Pepperrell, Sir William (1696-1759), was a prosperous merchant, politician, and military leader of Britain’s North American colonies. Raised near the frontier of Native American and French territory, Pepperrell gained renown for his successful siege of the French fortress at Louisbourg on Île Royale (now Cape Breton Island) in Nova Scotia, Canada. The French and the British had been competing for territory and Indian trading agreements in North America since the late 1600’s.
Pepperrell was born on June 27, 1696, in Kittery Point, a town in a region of Massachusetts that is now Maine. While still a teenager, Pepperrell helped manage his father’s business.
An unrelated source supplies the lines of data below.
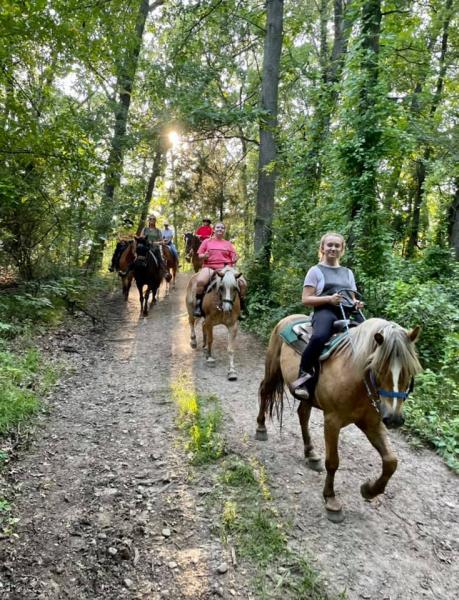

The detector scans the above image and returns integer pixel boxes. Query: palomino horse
[110,240,135,300]
[162,244,178,294]
[133,237,163,317]
[256,315,421,522]
[186,267,241,381]
[183,232,202,273]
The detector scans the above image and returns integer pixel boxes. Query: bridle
[363,369,414,413]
The firm came to own dozens of trading vessels. The Pepperrells also became wealthy landowners. In 1723, William married Mary Hirst, the daughter of a Boston merchant. The couple had four children, two of whom survived infancy.
Pepperrell entered colonial politics in 1725, when he became a local judge. In 1726, Pepperrell was elected to represent Kittery in the Massachusetts provincial assembly. In 1727, he was chosen to sit on to the Massachusetts Council board, whose members acted as the upper house of the legislature and as advisers to the governor. He remained on the council until his death in 1759. Fellow council members came to respect his expertise on military affairs and Indian relations.
By 1722, Pepperrell was a colonel of the militia (citizens’ army) of York County, Massachusetts. At the beginning of King George’s War (1744-1748), the Massachusetts governor appointed Pepperrell to lead an army of colonists against the French fortress at Louisbourg. The war was the third of four conflicts called the French and Indian wars, which began in 1689 and ended in 1763. In 1745, Pepperrell’s colonial soldiers, aided by the British Navy, besieged and captured the French fortress. The capture was one of the major events of the conflict, and Pepperrell was hailed as the “hero of Louisbourg.”
As a reward for his victory, Pepperrell was named a baronet and promoted first to colonel and then lieutenant general in the British army. He was the first American-born person to achieve such honors. For a few months in 1757, he served as acting governor of Massachusetts. Pepperrell died in Kittery Point on July 6, 1759.